Bitcoin price drops to $20.8K as regulatory and macroeconomic pressures mount

Bitcoin (BTC) traders saw continued downward pressure following the 5.5% fall in the BTC price on March 7. A greater likelihood of further rate hikes by the Federal Reserve and regulatory pressure in cryptocurrencies explain part of the move.

Financial markets showed signs of stress as the inverted bond curve reached its highest level since the 1980s. Longer-term yields have stalled at 4%, while two-year Treasuries traded above 5% in March.

Since July, longer-maturity government bond yields have failed to keep pace with the fast-rising two-year benchmark, leading to the inverse curve bias that typically precedes economic downturns. According to Bloomberg, the indicator reached a full percentage point on March 7, the highest level since 1981, when Fed Chairman Paul Volcker faced double-digit inflation.

This week, BlackRock, the world’s largest asset manager, raised its forecast for US federal funds to 6%. Rick Riede, chief investment officer of Global Fixed Income at BlackRock, believes the Fed will “keep interest rates high for an extended period of time to slow the economy and bring inflation back to near 2%.”

Fear of cryptocurrency regulation is growing

According to a Wall Street Journal report, the Biden administration wants to apply the wash-sale rule to crypto, which would end a strategy where a trader sells digital assets and then buys them immediately for tax purposes.

In addition, the Public Company Accounting Oversight Board (PCAOB), an organization that oversees audits of publicly traded companies in the United States, recently issued a warning to investors about proof-of-reserves reports that accounting firms send out.
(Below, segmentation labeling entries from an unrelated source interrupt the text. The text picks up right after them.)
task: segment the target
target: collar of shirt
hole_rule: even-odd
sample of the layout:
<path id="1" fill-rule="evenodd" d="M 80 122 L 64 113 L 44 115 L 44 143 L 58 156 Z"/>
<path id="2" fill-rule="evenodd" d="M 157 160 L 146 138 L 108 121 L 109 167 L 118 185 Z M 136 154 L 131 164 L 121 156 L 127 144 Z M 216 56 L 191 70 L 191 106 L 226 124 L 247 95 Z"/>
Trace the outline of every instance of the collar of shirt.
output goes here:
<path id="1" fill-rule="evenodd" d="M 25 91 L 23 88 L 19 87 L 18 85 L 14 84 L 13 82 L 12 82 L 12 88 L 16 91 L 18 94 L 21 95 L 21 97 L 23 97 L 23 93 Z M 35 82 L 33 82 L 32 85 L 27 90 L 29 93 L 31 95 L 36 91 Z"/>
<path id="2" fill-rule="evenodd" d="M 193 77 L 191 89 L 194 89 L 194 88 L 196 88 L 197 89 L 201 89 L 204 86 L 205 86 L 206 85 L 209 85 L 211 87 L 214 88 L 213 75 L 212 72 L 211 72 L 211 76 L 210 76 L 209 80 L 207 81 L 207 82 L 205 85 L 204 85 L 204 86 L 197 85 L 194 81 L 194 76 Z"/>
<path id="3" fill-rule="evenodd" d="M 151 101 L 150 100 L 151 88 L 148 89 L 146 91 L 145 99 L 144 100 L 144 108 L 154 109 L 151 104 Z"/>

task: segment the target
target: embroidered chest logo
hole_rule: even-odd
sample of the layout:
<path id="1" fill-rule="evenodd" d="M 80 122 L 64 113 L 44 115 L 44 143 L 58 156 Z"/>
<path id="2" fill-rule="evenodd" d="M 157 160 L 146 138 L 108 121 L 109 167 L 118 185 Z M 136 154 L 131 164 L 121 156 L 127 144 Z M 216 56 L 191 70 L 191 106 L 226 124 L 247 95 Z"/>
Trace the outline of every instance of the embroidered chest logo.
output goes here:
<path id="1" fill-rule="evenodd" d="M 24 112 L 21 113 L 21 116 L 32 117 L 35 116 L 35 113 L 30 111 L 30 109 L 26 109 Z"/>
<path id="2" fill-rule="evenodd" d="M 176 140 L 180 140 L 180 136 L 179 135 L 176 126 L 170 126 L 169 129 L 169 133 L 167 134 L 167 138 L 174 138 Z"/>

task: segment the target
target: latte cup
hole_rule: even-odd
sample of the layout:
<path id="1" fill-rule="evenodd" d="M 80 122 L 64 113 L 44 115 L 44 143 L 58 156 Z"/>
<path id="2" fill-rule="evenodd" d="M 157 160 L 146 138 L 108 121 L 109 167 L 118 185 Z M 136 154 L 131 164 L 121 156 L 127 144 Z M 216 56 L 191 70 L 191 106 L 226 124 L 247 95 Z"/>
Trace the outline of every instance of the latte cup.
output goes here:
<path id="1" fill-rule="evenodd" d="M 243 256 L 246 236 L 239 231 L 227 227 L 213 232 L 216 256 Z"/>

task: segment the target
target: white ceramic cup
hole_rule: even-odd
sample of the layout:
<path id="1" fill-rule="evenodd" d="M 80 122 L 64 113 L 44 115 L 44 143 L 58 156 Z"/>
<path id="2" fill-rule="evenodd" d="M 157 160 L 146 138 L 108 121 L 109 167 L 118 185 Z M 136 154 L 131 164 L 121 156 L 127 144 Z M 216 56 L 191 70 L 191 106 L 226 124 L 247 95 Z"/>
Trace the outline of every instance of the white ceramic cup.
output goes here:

The organization, backed by the US Securities and Exchange Commission (SEC), said that: “investors should note that PoR engagements are not audits and, consequently, the related reports do not provide meaningful assurance.”

Let’s take a look at derivatives metrics to better understand how professional traders are positioned in the current market conditions.
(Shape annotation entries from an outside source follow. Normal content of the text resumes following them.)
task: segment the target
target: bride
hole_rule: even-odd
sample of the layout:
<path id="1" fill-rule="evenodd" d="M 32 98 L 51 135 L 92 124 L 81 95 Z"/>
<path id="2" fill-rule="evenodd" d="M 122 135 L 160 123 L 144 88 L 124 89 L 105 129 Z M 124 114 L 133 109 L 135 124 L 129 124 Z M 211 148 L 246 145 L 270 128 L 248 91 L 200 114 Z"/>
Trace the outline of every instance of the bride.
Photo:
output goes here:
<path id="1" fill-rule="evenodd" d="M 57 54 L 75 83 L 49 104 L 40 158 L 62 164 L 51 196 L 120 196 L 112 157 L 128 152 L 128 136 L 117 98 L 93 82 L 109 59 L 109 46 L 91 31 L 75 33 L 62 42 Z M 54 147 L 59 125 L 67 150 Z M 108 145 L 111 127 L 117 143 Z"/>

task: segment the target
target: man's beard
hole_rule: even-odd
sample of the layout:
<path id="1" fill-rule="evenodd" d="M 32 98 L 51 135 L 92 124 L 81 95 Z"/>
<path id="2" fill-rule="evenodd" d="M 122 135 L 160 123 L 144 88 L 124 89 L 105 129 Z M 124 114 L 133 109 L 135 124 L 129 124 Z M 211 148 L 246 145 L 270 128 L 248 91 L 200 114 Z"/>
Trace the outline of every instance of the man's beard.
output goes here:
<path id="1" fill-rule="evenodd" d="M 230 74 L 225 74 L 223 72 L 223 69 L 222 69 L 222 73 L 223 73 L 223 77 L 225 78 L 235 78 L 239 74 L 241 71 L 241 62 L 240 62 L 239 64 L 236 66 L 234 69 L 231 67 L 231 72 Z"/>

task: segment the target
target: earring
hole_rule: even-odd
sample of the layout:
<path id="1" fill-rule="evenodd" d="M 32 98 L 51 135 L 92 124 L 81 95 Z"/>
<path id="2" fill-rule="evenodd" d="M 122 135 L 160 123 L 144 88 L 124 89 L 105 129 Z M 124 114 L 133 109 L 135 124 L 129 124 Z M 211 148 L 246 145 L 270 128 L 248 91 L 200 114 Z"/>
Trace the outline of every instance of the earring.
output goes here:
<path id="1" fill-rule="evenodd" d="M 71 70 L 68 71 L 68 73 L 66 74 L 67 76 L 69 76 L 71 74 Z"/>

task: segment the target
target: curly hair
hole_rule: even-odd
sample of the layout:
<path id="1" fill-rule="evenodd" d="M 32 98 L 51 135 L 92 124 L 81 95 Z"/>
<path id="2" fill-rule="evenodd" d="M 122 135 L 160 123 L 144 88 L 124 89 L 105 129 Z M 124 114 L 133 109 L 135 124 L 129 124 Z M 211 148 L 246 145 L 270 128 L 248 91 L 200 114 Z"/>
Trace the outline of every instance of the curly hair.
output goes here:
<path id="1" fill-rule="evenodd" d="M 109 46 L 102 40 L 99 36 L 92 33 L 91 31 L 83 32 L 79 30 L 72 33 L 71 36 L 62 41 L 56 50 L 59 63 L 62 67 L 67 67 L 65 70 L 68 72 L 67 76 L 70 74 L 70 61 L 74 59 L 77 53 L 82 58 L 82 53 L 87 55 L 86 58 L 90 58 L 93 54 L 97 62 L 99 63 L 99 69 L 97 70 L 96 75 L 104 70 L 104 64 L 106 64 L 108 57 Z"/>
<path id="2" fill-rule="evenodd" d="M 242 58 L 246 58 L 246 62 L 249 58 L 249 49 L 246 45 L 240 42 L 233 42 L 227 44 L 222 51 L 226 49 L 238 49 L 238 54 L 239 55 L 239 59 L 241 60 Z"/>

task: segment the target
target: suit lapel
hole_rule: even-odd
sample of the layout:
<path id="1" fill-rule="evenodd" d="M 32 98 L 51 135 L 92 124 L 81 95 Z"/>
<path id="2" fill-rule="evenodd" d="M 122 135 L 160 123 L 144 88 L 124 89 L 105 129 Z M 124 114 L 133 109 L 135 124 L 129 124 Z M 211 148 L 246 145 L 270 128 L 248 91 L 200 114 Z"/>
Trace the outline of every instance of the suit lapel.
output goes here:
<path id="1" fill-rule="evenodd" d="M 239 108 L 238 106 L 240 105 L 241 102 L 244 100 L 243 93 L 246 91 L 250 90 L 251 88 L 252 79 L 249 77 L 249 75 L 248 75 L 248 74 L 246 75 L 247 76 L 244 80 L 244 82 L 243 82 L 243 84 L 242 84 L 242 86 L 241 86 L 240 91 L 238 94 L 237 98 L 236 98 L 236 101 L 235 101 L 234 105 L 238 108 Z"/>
Bitcoin margin markets have returned to normal

Margin markets provide insight into how professional traders are positioned, as it allows investors to borrow cryptocurrency to leverage their positions.
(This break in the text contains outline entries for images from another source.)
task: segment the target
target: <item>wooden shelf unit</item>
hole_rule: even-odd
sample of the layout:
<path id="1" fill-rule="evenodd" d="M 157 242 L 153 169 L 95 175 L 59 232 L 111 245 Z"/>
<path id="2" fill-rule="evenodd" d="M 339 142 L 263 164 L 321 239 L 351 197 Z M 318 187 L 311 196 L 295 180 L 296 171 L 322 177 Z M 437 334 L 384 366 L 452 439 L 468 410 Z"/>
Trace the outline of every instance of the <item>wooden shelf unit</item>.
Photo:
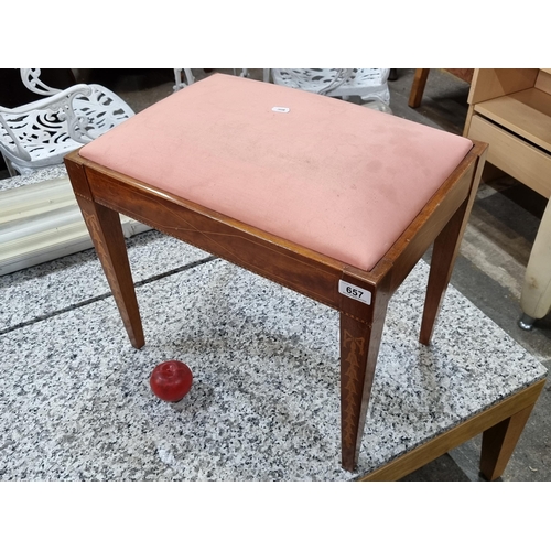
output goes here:
<path id="1" fill-rule="evenodd" d="M 464 136 L 488 163 L 551 196 L 551 69 L 475 69 Z"/>

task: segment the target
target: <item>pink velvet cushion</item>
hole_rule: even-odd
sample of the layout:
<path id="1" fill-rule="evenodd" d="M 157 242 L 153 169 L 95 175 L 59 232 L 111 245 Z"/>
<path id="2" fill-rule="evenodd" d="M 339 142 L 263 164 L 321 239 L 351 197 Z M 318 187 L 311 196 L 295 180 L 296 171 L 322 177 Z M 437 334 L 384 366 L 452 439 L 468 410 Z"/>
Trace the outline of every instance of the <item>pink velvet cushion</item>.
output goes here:
<path id="1" fill-rule="evenodd" d="M 370 270 L 471 148 L 338 99 L 213 75 L 80 154 Z"/>

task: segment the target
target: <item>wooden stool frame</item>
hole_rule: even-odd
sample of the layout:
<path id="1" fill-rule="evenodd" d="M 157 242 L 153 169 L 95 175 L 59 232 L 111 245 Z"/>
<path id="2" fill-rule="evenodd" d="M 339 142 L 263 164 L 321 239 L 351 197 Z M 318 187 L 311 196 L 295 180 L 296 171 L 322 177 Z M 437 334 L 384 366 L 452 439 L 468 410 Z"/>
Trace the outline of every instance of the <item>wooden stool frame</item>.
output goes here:
<path id="1" fill-rule="evenodd" d="M 119 214 L 324 303 L 341 313 L 342 465 L 354 471 L 387 304 L 434 244 L 420 342 L 429 344 L 476 195 L 486 144 L 464 160 L 370 271 L 267 234 L 202 205 L 88 161 L 65 158 L 76 198 L 132 345 L 144 345 Z M 370 304 L 339 292 L 360 289 Z M 349 287 L 354 285 L 354 287 Z"/>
For example, one can increase exposure by borrowing stablecoins and buying Bitcoin. Bitcoin borrowers, on the other hand, can only make short bets against the cryptocurrency.

OKX stablecoin/BTC margin lending ratio. Source: OKX

The chart above shows that the margin lending ratio of OKX traders dropped dramatically on March 9, moving away from a situation that previously favored leveraged long positions. Given the general bullishness of crypto traders, the current margin lending ratio of 16 is relatively neutral.

On the other hand, a margin lending ratio above 40 is very rare, even though it has been the norm since February 22. It is partly caused by high borrowing costs for stablecoins of 25% per year. After the recent anomaly, the margin market has returned to a neutral to bullish state.

Options traders are pricing in a low risk of extreme price corrections

Traders should also analyze options markets to understand whether the recent correction has caused investors to become more risk averse. The 25% delta skew is a telling sign when arbitrage desks and market makers are charging too much for upside or downside protection.

The indicator compares similar call (buy) and put (sell) options and will turn positive when there is fear because the premium for protective put options is higher than the premium for risky call options.

Basically, if traders expect a price drop in Bitcoin, the skew metric will rise above 10% and overall excitement will have a negative 10% skew.

Related: US REPO task force lists crypto as a target in efforts involving $58 billion in sanctioned assets

Bitcoin 60-day options 25% delta skew: Source: Laevitas

While Bitcoin failed to break the USD 25,000 resistance on Feb. 21 and then suffered a 14% correction in 16 days, the 25% delta skew remained in the neutral zone over the past month. The current positive skew of 3% indicates balanced demand for bullish and bearish option instruments.

Derivatives data shows that professional traders are unwilling to go bearish, as evidenced by options traders’ neutral risk rating. In addition, the margin lending ratio indicates that the market is improving as some demand for bearish bets has emerged, but the structure remains neutral to bullish.

Given the massive downward price pressure from a macroeconomic standpoint, as well as continued regulatory pressure in the United States, bulls should probably be satisfied that Bitcoin derivatives have remained solid.